Matt Pitts mpitts at a3its.com
Thu Mar 13 20:31:27 GMT 2008


> -----Original Message-----
> From: J. Shirley [mailto:jshirley at gmail.com]
> Sent: Thursday, March 13, 2008 11:51 AM
> To: The elegant MVC web framework
> Subject: Re: [Catalyst] Re: implementing ajax
> 
> On Thu, Mar 13, 2008 at 6:41 AM, KH <khultman at gmail.com> wrote:
> > The only /real/ vulnerability to JSON - as I understand it, and I
> could be
> > wrong - is when you read JSON from untrusted hosts.  JSON doesn't
> have the
> > requirement like XML does that the response come the from the same
> host that
> > you requested it from - and this where some of the cross-site
> scripting
> > exploits come in to play (as I understand it).  But I'm sure there
> are some
> > pretty good ways of mitigating that risk.  The two ways I can think
> of off
> > the top of my head are: including a sha-1 challenge in every
request,
> and
> > sha-1 response with the returned data; or just crypt every data
field
> with a
> > cheap encryption scheme using a certificate you push to the client.

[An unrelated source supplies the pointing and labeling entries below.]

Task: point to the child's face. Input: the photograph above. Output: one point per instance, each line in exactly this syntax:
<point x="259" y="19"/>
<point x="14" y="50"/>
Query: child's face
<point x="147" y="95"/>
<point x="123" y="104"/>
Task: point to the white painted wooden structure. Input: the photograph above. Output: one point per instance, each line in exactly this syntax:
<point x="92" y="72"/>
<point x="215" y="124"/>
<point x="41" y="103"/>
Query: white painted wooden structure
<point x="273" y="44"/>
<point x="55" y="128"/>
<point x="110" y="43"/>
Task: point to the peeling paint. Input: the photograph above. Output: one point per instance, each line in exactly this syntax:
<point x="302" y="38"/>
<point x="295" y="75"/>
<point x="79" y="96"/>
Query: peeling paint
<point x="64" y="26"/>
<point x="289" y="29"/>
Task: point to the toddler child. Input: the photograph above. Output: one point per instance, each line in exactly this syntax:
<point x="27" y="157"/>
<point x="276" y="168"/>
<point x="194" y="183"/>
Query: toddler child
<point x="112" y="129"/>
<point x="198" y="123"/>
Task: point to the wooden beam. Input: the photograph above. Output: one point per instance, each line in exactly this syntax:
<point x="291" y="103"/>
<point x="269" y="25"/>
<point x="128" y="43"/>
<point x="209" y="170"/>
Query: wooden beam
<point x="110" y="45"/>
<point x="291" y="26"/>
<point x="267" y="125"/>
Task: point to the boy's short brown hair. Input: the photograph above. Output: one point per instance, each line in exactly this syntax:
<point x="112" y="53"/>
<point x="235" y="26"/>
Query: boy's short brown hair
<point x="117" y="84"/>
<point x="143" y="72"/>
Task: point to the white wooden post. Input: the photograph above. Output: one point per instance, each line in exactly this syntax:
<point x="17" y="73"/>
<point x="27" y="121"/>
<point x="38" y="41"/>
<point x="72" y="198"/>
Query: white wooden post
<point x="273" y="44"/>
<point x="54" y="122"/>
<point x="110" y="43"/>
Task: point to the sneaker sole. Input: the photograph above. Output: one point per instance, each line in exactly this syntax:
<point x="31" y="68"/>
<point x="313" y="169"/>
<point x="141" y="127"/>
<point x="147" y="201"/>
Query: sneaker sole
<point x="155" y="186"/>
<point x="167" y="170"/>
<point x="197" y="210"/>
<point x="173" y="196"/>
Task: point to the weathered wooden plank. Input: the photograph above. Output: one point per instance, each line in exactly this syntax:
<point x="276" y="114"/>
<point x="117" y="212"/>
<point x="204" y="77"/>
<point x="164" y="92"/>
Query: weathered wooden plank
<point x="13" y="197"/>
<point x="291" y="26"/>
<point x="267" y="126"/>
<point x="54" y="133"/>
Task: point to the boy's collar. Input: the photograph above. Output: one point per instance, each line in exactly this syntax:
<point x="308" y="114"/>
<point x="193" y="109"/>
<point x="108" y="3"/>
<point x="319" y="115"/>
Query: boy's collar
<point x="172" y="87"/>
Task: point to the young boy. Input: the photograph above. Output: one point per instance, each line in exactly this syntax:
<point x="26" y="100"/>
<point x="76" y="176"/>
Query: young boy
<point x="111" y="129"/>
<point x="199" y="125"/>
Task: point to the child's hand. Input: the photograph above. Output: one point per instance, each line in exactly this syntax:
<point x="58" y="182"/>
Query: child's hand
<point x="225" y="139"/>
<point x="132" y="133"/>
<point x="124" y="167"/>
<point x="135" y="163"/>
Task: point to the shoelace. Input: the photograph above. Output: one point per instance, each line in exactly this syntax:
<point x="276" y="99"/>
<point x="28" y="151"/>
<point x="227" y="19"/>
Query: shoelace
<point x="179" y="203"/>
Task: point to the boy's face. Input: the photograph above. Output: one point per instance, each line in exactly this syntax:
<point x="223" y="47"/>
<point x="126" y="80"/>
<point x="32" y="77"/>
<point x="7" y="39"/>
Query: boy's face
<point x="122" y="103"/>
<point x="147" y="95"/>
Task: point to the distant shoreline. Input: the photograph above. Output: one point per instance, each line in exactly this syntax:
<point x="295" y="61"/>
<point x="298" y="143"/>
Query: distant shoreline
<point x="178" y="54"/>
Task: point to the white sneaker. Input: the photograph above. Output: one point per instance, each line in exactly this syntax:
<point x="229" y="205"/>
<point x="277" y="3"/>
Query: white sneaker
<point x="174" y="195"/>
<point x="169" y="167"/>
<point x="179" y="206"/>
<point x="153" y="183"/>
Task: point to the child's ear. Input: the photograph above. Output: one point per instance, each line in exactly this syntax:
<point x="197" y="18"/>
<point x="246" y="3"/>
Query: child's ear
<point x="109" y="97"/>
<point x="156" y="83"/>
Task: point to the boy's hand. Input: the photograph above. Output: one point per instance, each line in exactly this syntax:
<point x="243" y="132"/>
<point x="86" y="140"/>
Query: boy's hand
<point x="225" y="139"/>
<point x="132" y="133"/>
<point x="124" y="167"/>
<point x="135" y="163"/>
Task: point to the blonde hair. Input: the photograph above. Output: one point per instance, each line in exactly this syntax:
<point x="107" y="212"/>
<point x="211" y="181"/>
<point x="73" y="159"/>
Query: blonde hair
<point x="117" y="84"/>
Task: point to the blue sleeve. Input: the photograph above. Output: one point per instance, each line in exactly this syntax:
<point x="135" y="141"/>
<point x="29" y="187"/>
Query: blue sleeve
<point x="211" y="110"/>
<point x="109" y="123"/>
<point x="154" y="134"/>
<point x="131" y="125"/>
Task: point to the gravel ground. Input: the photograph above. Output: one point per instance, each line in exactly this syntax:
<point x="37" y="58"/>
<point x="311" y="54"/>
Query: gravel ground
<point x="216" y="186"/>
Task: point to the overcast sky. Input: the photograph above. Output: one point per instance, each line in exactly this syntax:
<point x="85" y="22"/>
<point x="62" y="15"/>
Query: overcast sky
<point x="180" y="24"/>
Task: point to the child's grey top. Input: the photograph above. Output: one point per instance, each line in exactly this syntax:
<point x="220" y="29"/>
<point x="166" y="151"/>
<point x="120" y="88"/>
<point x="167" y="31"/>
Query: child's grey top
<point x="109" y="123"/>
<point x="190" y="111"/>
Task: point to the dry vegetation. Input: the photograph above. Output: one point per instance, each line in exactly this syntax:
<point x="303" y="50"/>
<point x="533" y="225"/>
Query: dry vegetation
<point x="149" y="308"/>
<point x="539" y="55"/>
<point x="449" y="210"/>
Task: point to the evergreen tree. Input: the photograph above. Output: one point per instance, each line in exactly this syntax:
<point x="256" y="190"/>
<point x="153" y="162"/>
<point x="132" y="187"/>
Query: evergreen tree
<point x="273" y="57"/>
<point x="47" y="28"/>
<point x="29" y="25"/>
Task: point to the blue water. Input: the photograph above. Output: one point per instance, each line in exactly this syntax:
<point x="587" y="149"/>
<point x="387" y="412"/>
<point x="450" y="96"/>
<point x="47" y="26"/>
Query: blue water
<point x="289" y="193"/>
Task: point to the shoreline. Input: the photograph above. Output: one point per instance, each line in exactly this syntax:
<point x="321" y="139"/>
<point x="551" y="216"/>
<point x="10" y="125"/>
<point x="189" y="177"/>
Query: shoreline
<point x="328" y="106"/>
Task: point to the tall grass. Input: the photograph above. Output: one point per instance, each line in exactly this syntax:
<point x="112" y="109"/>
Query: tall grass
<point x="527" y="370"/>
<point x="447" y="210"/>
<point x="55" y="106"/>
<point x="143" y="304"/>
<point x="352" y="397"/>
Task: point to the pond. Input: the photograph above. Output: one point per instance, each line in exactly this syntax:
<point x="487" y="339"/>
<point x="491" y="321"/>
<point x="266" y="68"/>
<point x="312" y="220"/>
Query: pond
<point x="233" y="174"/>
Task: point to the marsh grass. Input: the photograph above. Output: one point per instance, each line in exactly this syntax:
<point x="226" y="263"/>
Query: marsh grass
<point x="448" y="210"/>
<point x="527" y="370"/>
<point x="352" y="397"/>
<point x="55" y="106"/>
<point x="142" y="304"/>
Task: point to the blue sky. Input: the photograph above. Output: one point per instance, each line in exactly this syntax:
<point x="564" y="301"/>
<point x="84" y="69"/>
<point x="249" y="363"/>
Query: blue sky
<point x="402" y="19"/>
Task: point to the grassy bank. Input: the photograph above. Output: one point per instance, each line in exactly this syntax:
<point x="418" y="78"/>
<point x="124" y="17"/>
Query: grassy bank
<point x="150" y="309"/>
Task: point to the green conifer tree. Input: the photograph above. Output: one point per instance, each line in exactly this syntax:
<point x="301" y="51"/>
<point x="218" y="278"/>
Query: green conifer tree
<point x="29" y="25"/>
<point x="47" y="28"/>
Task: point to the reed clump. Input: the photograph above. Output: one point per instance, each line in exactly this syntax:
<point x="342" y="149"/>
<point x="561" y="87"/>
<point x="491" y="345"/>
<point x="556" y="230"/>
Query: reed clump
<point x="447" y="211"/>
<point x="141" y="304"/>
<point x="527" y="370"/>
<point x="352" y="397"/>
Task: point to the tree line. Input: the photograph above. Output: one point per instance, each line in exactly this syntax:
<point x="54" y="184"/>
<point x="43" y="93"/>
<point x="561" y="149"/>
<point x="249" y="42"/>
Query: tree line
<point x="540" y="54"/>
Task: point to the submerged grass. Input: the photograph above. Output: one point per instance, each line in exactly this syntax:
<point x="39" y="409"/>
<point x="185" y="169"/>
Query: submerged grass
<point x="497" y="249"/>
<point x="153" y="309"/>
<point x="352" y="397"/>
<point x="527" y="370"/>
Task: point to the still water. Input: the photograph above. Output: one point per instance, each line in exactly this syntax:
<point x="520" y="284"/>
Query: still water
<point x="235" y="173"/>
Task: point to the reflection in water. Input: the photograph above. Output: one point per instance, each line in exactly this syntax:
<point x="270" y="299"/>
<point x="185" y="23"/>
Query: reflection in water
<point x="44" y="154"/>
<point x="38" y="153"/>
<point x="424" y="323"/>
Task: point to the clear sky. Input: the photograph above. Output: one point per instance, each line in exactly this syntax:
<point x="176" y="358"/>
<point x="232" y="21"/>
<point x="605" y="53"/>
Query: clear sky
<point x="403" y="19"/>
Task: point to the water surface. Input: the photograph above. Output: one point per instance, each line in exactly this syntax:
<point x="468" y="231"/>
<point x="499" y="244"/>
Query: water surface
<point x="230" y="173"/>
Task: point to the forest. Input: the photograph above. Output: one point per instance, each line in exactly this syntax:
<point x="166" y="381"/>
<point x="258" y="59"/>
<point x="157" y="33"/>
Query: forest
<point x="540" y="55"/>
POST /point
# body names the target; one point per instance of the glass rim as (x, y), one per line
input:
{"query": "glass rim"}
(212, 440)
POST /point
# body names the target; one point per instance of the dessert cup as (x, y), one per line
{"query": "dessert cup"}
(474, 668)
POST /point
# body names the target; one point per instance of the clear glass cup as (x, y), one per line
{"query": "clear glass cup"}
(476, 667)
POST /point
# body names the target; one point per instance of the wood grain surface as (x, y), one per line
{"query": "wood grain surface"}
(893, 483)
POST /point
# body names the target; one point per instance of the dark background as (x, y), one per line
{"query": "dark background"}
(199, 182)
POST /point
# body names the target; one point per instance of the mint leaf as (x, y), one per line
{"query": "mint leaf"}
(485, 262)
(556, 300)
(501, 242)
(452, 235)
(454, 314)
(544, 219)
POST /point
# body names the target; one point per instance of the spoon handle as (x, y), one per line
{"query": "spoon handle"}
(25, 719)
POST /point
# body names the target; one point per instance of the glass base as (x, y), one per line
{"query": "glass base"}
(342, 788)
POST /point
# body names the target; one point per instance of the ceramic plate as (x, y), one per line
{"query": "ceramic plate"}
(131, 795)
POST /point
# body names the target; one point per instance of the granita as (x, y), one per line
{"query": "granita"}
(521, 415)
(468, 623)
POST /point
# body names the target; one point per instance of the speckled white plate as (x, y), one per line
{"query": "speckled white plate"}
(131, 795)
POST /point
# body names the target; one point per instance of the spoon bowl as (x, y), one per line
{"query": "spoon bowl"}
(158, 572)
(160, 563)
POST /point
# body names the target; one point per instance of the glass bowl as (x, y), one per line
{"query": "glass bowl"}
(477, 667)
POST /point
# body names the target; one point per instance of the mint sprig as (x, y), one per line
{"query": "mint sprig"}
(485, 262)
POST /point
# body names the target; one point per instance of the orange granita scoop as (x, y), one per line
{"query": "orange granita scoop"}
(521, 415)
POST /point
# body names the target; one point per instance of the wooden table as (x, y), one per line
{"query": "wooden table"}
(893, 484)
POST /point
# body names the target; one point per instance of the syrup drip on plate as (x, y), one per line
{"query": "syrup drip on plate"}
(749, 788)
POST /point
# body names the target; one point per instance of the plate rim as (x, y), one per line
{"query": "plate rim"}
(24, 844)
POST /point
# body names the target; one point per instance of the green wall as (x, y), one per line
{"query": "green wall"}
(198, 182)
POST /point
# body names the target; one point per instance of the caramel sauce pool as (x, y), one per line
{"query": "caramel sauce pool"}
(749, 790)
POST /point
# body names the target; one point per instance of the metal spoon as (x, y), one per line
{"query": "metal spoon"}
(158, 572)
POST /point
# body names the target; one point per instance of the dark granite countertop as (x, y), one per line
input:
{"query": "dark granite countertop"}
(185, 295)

> > Actually, I just read a great article on pushing certs to the
client:
> > http://drnicwilliams.com/2008/02/22/zero-sign-on-with-client-
> certificates/
> 
> This is incorrect, you can read XML and JSON from 3rd party domains if
> you know how to instruct the browser to do it.  The browser will only
> limit host if you use XmlHttpRequest as the transport.  The format of
> the data has nothing to do with the security rules applied to
> transport.
> 
> If you try to do an XmlHttpRequest to a different domain, it will
> fail.  It doesn't know anything at all about the format - you can send
> anything: plain text, html, JSON, PHP Serialization.  To handle
> cross-domain requests, you can use an iframe transport and it will
> work for any other domain, regardless of the wireformat.  Cross-site
> scripting is a completely different beast, though.
> 
> The real core issue is that relying on the browser to always do what
> you want is not a good idea, much like trusting the referrer headers.
> Just don't.
> 
> Code responsibly, and JSON and XML are both equal in this regard -
> done responsibly the only difference is personal taste.

I'll have to concede to the greater knowledge levels of those around me.
I guess JSON just scares me more because of how close it is to being
eval-able by a malicious client and captured with a simple <script> tag.
However, that's probably more a personal taste at this point.